Mit Hofmann brach 1865 die Belle Epoque der Chemie an: die Zeit der großen Modelle, die bis ins zwanzigste Jahrhundert andauerte. Hofmanns Krocketbaukasten hat der Regensburger Wissenschaftshistoriker Christoph Meinel ausfindig gemacht und seine Geschichte in der Chemie untersucht. Wie es weitergeht, kann man bei Soraya de Chadarevian nachlesen: von den skurillen Basteleien der Kristallographen im zwanzigsten Jahrhundert, den gestellten Aufnahmen des Doppelhelix-Modells mit Crick und Watson (das ursprüngliche Modell war karger) und den Fernsehserien der sechziger Jahre auf BBC, in denen die Stars Molekülmodelle waren. Das Wort Propaganda wollte im Westen niemand im Mund führen. Das Ziel der Fernsehmehrteiler benannte der Direktor für Öffentlichkeitsarbeit der britischen Atomenergiebehörde ohne Umschweife. Das Publikum sollte mit der Vorstellung "durchtränkt" werden, Wissenschaft sei faszinierend, aber mühselig, kurzum die Domäne der "backroom boys of science". Gegen die "Physik des Todes", die seit dem Abwurf der Atombombe ein Öffentlichkeitsproblem hatte, wurde die "Physik des Lebens" ins Rennen geschickt, eine neue plastikbunte saubere Molekularbiologie.
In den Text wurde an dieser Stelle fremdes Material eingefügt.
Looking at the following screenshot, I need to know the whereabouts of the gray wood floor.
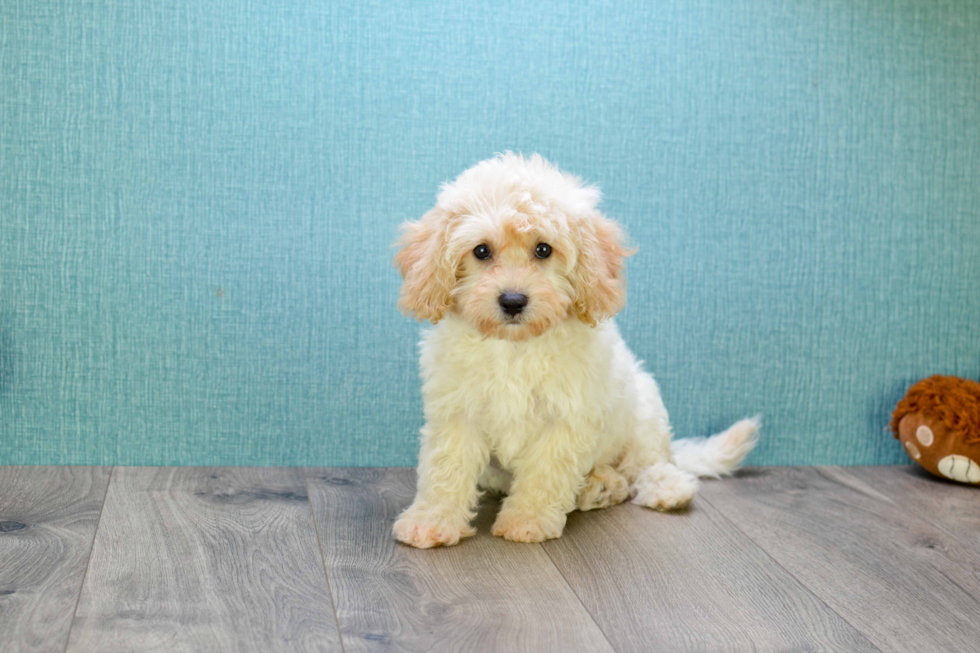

Die Aufsätze finden sich in dem Band "Models", herausgegeben von den Wissenschaftshistorikern de Chadarevian und Hopwood aus Cambridge. Chronologisch behandeln dreizehn Aufsätze Modelle in der Wissenschaftsgeschichte, von der Aufklärung bis ins einundzwanzigste Jahrhundert. Die Molekülmodelle finden sich in Gesellschaft von Blitzmaschinen, Dinosaurierplastiken, Wachsembryonen, Moulagen, Schiffsmodellen, Geometrieobjekten, Miniaturkutschen, Dioramen und künstlichen Darmtrakten.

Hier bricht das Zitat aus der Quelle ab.